Often during the Christmas season, as the crowds mount, and credit cards fly we lose focus on what this season is
supposed to be about. It turns into a gift card swapping, credit card debt building, meaningless holiday where we are bombarded with black Friday, cyber Monday, and nonstop images of commercialized Christmas. At its heart, at its core, it’s supposed to be a celebration of giving, a celebration of love. It’s supposed to be a time to look around and say thank-you to the people around us. To show them how much they mean to us, how much they make our life what it is. How good I have it has never been lost on me but it became crystal clear recently.

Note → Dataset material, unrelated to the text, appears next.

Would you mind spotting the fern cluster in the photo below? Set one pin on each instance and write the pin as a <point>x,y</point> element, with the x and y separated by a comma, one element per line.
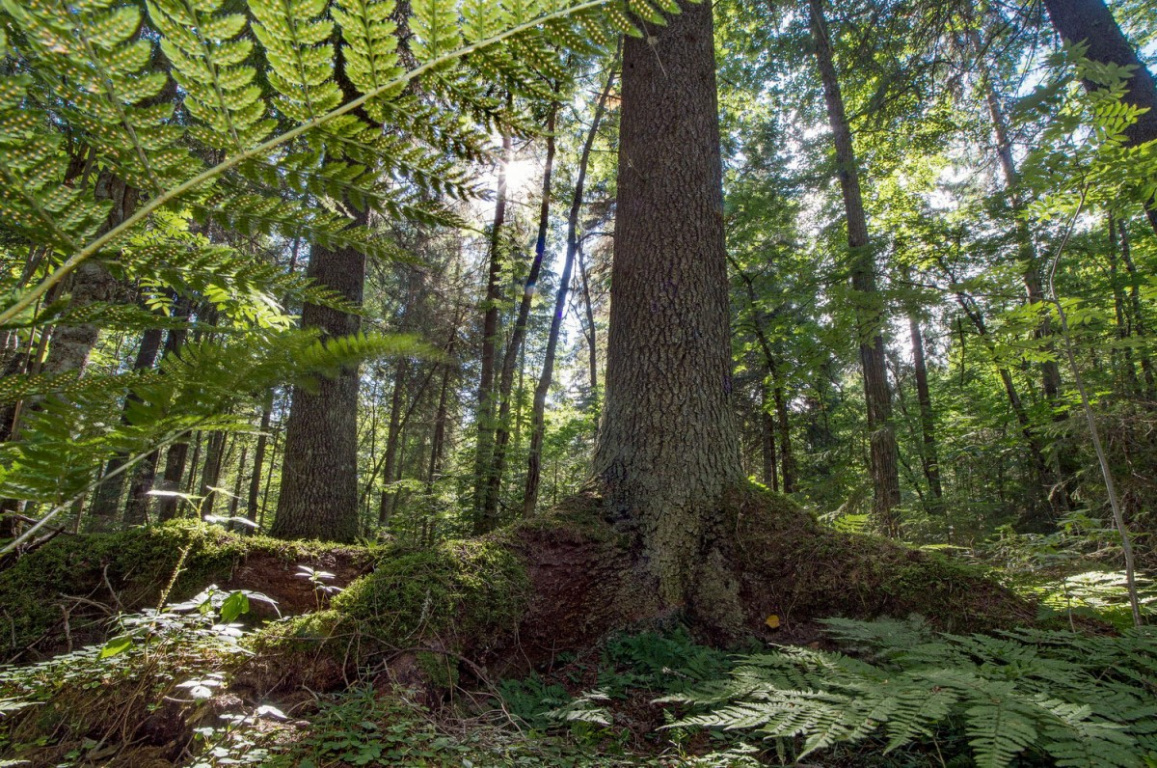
<point>1078,700</point>
<point>223,124</point>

During the months of September and October I became very ill. I had a total of 3 kidney stones, six separate trips to the emergency room, two operations, and many moments of feeling dismally low. I felt useless, pathetic, and lost. I couldn’t help with my two amazing children, I couldn’t teach, simple tasks became difficult, and so much fell on my wife, Mandi.
I have often told her that I do not have the words to express what she means to me. I tell her I love her more than she can possibly understand that I can’t imagine my life without her. She is my everything. And it still doesn’t seem to be enough. But now I know more than ever how blessed I am.
During the last two months she just was amazing. She took on both our roles of Dad and Mom; she let me lean on her when I thought I wasn’t going to make it back to teaching and how scared I was to lose such huge part of who I am. When I would break down she lifted me up and reminded me that no matter what we would be okay. That we were in this together. She never made me feel guilty for being sick, or got angry for having to do everything. She would smile at me with a smile that made me fall in love with her so long ago, crack jokes to lighten the mood, and got me moving when I needed to get my butt out of the house.
Nine years ago we started our lives together. Our silly crazy, often sitcom like life and it has been such an
incredible trip, and I wouldn’t trade spots with anyone. More than anything this Christmas I want her to know how grateful I am. I’m not rich, not athletic, or flashy. I can’t dance, or sing, or play an instrument. However knowing she is by my side makes me feel like I can conquer any problem. Her strength carries me and makes me feel strong. The love she shows to her family, especially our children makes me love her even more. She is my rock, and my heart is hers for as long as she’ll take it.